María del Carmen González-Valerio y Sáenz de Heredia (March 14, 1930 – July 17, 1939) was a Spanish girl. Due to her heroic virtue, when she sacrificed her life to God for the salvation of her father's killers and the persecutors of the church, she was declared venerable by Pope John Paul II on January 16, 1996.

== Life ==
María del Carmen González-Valerio y Sáenz de Heredia was born into a noble, militantly Catholic and Spanish Nationalist family and lived during the turbulent Spanish Civil War. She was a cousin by marriage of politician José Antonio Primo de Rivera. As a child she was known for her deep piety. Her father, Julio González-Valerio, the second son of the Marqués de Casa Ferrandel, was taken away in August 1936 by a group of militia men to be executed. He told his wife, Carmen, to tell their children that: "Our children are too young, they don't understand. Tell them later that their father gave up his life for God and for Spain, so that our children may be raised in a Catholic Spain, where the crucifix reigns over in schools." Their mother sought refuge at the Belgian Embassy in 1937, while Mari Carmen and her siblings were cared for by aunts. The children were also granted asylum when the ambassador learned that the Communists planned to abduct the González-Valerio children and send them to Russia to be raised as Marxists.

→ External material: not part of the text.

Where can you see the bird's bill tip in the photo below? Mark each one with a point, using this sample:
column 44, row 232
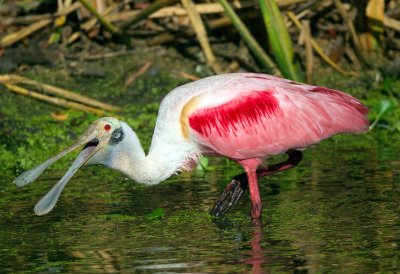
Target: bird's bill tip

The family later sought safety in San Sebastian and Mari Carmen was sent to a boarding school, School of the Reverend Irish Mothers of the Blessed Virgin Mary, in Zalla. She prayed for the conversion of the men who had killed her father. She offered up her own suffering and death for the conversion of politician Manuel Azaña. Supporters for her canonization say that Azaña was converted on his deathbed in 1940. After weeks of illness, Maria del Carmen died of scarlet fever at the age of nine years, four months. She had initially predicted she would die on July 16, the feast of her patron saint, Our Lady of Mount Carmel, but when she learned her aunt would be married on that day, she said she would die on July 17, the following day. Her last words were reportedly "I die as a martyr. Please, doctor, let me go now. Don't you see that the Blessed Virgin has come with the angels to get me?" and "Jesus, Mary, Joseph, may I breathe forth my soul with you." Witnesses at her death bed said her body emitted a sweet perfume.

== Beatification process ==
On January 16, 1996, Pope John Paul II declared María del Carmen González-Valerio venerable. Hagiographies of María Carmen present her as an ideal role model for Catholic children in her practice of her charity, her obedience to her parents, her self-discipline and self-sacrifice, and her extreme modesty.